Vorstand und neue Satzung bestätigt
04.07.2008: Die Junge Presse Berlin hat bereits im Mai einen neuen Vorstand gewählt und eine moderne Satzung beschlossen. Diese ist nun in Kraft getreten.
Auf einer außerordentlichen Mitgliederversammlung der Jungen Presse Berlin e.V. am 4. Mai in Berlin-Kreuzberg haben die Mitglieder eine neue Satzung verabschiedet. Die nötige Mehrheit von über 90 Stimmen kam dabei knapp zusammen. Im Zuge dessen wurde eine neue Fördermitgliedschaft eingeführt und die Altersgrenze für Neumitglieder auf 26 Jahre gesenkt. Der Aktivenkreis wurde zum dritten Vereinsorgan aufgewertet (neben Mitgliederversammlung und Vorstand), der Vorstand verteilt die Aufgaben künftig intern. Dies war bisher Aufgabe der Mitgliederversammlung. "Wir haben in den letzten Jahren gute Erfahrungen mit flachen Hierarchien im Vorstand gemacht", kommentiert Leo Lölhöffel, Finanzer.

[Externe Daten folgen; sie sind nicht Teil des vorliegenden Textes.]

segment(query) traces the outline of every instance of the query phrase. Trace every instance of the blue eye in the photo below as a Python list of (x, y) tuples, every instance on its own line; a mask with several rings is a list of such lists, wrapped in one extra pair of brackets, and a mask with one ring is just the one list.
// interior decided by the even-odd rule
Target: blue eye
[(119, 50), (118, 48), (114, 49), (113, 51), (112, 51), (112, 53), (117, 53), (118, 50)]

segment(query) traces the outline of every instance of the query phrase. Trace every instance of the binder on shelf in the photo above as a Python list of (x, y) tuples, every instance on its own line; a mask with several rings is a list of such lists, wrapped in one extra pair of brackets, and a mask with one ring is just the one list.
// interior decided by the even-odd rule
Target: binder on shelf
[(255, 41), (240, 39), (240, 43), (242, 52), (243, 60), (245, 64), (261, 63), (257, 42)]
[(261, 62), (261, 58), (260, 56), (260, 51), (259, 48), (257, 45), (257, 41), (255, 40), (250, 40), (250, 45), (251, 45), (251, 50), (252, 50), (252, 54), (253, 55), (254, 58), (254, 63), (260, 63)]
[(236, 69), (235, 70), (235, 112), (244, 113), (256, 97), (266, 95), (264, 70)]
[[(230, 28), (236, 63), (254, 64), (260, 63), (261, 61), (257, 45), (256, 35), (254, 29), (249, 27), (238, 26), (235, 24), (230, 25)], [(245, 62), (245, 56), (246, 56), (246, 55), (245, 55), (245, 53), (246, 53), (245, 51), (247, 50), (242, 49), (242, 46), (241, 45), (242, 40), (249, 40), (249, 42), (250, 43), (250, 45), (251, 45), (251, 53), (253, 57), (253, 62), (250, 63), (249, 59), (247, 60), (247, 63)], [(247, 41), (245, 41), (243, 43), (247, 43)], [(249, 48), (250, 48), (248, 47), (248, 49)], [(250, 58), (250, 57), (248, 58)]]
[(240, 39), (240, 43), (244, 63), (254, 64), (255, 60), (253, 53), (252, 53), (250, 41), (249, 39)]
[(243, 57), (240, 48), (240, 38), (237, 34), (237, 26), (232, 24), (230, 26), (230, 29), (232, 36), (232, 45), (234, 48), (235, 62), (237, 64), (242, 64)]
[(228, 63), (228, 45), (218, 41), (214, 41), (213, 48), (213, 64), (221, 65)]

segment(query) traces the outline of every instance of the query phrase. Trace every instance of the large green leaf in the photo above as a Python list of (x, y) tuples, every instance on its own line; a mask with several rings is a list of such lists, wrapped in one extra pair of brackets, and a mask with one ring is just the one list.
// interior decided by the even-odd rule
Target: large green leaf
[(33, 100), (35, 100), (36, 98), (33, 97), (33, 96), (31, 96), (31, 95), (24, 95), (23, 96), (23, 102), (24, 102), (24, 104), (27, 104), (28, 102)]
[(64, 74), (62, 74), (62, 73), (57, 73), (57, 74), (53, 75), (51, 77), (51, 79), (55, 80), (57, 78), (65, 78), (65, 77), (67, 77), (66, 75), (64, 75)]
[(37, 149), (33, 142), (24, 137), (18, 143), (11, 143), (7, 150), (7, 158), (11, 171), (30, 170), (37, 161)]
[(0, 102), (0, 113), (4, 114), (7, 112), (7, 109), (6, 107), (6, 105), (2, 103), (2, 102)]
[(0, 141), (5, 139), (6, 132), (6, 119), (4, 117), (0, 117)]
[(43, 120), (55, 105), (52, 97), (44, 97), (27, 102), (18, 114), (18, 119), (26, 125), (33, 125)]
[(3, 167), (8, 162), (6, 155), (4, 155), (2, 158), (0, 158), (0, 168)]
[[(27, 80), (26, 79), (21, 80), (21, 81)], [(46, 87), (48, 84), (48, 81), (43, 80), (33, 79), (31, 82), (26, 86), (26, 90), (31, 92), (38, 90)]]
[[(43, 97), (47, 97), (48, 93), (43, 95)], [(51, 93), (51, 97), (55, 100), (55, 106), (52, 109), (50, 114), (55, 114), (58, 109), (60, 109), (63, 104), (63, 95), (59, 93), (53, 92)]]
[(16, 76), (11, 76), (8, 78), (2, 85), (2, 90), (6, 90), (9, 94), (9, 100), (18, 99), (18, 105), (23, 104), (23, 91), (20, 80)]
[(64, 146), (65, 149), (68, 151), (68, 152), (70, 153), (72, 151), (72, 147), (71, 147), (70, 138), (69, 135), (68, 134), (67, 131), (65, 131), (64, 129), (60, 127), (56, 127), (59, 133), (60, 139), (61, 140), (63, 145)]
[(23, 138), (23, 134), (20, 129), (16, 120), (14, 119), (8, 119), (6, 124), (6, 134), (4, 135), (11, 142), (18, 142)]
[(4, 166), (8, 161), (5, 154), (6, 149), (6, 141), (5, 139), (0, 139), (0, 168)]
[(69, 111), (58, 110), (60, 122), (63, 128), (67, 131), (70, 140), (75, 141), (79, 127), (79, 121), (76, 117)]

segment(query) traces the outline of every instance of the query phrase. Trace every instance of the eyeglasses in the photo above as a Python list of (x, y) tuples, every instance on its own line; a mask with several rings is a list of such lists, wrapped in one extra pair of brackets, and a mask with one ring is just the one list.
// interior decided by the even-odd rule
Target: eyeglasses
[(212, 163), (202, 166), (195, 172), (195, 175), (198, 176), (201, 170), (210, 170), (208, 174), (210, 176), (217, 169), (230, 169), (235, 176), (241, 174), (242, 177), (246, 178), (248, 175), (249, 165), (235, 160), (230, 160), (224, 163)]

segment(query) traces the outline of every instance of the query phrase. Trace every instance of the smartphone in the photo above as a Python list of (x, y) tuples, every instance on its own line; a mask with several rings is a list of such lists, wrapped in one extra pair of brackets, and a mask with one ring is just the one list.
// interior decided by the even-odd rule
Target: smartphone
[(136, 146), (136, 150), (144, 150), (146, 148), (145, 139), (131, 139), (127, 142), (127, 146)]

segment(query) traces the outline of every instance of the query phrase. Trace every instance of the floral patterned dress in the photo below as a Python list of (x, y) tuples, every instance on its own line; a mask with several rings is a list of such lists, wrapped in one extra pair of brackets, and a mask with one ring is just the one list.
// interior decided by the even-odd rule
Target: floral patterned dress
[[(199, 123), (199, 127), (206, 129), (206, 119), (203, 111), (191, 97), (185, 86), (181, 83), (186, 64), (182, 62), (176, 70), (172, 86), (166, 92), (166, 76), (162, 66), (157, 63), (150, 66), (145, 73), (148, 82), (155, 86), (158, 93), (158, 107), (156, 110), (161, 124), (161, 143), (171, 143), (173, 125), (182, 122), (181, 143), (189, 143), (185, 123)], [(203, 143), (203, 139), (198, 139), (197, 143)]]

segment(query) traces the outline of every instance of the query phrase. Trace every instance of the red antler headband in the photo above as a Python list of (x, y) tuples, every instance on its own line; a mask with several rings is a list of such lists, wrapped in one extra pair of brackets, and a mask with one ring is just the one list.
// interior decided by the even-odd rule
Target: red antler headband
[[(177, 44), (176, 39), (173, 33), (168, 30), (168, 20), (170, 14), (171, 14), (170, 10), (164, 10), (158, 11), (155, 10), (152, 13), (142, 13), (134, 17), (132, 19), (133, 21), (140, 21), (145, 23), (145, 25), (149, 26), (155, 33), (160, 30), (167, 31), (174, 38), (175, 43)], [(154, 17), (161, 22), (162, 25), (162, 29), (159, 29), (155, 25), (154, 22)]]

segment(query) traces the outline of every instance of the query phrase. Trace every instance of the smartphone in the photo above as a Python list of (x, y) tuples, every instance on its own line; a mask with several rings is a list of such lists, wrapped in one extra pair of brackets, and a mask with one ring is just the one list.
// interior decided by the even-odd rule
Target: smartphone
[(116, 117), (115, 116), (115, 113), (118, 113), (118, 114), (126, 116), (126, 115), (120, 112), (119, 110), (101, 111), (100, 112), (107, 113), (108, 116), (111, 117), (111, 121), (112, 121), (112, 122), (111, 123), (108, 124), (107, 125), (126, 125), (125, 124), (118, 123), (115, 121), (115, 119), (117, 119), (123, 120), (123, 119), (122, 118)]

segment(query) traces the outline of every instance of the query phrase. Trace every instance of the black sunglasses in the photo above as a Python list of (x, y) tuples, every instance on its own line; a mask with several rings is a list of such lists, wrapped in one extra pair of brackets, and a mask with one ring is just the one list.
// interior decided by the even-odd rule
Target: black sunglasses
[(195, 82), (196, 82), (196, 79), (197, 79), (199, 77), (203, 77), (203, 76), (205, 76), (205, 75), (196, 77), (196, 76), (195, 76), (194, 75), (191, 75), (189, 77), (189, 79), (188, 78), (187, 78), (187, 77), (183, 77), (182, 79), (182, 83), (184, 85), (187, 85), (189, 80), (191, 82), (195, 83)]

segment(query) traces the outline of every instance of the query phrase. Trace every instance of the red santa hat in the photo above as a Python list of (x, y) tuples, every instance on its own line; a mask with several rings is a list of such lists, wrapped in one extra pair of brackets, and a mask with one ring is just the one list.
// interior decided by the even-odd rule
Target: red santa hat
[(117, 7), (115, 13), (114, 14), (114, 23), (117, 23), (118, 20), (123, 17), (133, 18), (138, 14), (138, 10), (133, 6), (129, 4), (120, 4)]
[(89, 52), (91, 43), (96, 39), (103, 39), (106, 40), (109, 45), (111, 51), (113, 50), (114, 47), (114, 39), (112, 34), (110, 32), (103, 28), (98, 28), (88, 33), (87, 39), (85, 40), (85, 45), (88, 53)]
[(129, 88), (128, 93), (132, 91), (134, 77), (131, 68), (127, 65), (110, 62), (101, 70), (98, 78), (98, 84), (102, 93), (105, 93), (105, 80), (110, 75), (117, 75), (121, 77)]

Keine Mehrheit für Minderheiten
Des Weiteren hat die Mitgliederversammlung beschlossen, Satzungsänderungen zu vereinfachen: Musste bisher mindestens ein Drittel aller Mitglieder zustimmen, genügt es nun, wenn sich drei Viertel der auf der Mitgliederversammlung Anwesenden dafür ausspricht. Lölhöffel: "Ein dynamischer Jugendverband soll auch die Möglichkeit haben, seine Satzung zu reformieren."
Bisher war es möglich, die eigene Stimme auf ein anderes Mitglied zu übertragen. Dies ist nun abgeschafft: "Wer auf einer Mitgliederversammlung mitbestimmen will, muss selbst anwesend sein, um das nötige Hintergrundwissen für Abstimmungen zu bekommen", so Michael Metzger, Vorstand der JPB. Es sei undemokratisch, wenn per Stimmübertragungen eine reale Minderheit gegen eine reale Mehrheit gewänne. Gerade hier gab es Kritik am Vorstand: Einige Mitglieder hatten kritisiert, dass der Vorstand die Satzungsänderung mit Hilfe zahlreicher übertragener Stimmen durchgesetzt habe. Die nun beschlossene Fassung ersetzt die bisherige Satzung aus den 60er Jahren, die zuletzt 1993 wirksam geändert worden war. Die Neufassung ist am 24. Mai 08 in Kraft getreten.
Vorstand bestätigt
Die außerordentliche Mitgliederversammlung wählte außerdem den Vorstand neu: Anja Breljak und Anne Piezunka als Vorstandssprecherinnen und Leo Lölhöffel als Finanzreferent. Sie werden durch Michael Metzger und Luise Dusatko unterstützt. Damit bestätigten die Mitglieder fast einstimmig die Wahl aus dem November letzten Jahres. Diese war von der Registerbehörde formal nicht anerkannt worden.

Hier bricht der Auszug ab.